New Paper: What is Freedom For?

Leslie Green asks What is Freedom for? Answer:
    Two conceptions of the value of political freedom are popular. According to one, freedom serves autonomy, creating one's own path through life. According to the other, freedom serves authenticity, keeping faith with an identity one did not choose. This paper bridges the gap between these views in several ways. It shows that autonomy embraces some of the unchosen aspects of life that authenticity stresses, and that authenticity is consistent with scope for choice within an unchosen identity. It is also shows that both views share a stake in a neglected value, self-knowledge. Partisans of authenticity cannot keep faith with their identity if they do not know what it truly is.
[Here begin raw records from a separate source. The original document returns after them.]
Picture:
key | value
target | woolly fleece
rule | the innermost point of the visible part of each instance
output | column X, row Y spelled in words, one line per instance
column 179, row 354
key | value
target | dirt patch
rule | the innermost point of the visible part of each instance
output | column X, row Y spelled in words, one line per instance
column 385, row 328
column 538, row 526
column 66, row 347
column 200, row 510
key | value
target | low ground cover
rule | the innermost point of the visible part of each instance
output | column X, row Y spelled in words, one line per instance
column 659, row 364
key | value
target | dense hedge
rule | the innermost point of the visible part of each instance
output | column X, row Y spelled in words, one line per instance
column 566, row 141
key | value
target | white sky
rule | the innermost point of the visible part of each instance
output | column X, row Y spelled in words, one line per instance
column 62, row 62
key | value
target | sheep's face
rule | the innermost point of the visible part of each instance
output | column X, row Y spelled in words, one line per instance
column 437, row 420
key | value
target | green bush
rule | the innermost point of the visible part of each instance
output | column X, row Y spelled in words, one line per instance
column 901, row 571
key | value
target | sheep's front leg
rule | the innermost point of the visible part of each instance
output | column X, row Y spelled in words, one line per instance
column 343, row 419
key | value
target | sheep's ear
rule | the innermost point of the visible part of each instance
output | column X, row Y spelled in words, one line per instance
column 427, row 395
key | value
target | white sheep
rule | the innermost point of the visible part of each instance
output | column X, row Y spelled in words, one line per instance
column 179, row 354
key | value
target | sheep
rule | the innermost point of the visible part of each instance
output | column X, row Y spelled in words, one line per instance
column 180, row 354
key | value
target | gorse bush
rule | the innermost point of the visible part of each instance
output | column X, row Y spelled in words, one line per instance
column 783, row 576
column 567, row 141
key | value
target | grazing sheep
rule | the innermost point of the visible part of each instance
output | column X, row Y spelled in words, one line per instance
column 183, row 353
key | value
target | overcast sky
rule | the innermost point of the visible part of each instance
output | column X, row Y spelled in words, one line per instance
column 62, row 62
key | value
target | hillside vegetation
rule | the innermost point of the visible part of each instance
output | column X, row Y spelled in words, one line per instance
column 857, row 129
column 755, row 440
Partisans of autonomy cannot choose a path in life without knowing what the options are for them, and these options can be affected instrumentally and constitutively by their identity, which they therefore have a stake in knowing. Of course, there can be more than one sound argument in favor of freedom. But contrary to what many suppose, autonomy and authenticity are complementary, not competing, in making that case. The differences between them are matters of nuance and degree.
Interesting. We see the term freedom used fairly frequently in tax policy debate--certainly, freedom is a concept that animates the anti-tax crowd. Murphy & Nagel did the best work, I think, in showing the unstated assumptions and flawed thinking that goes in to seeing taxation as an affront to freedom; this paper seems to complement that work.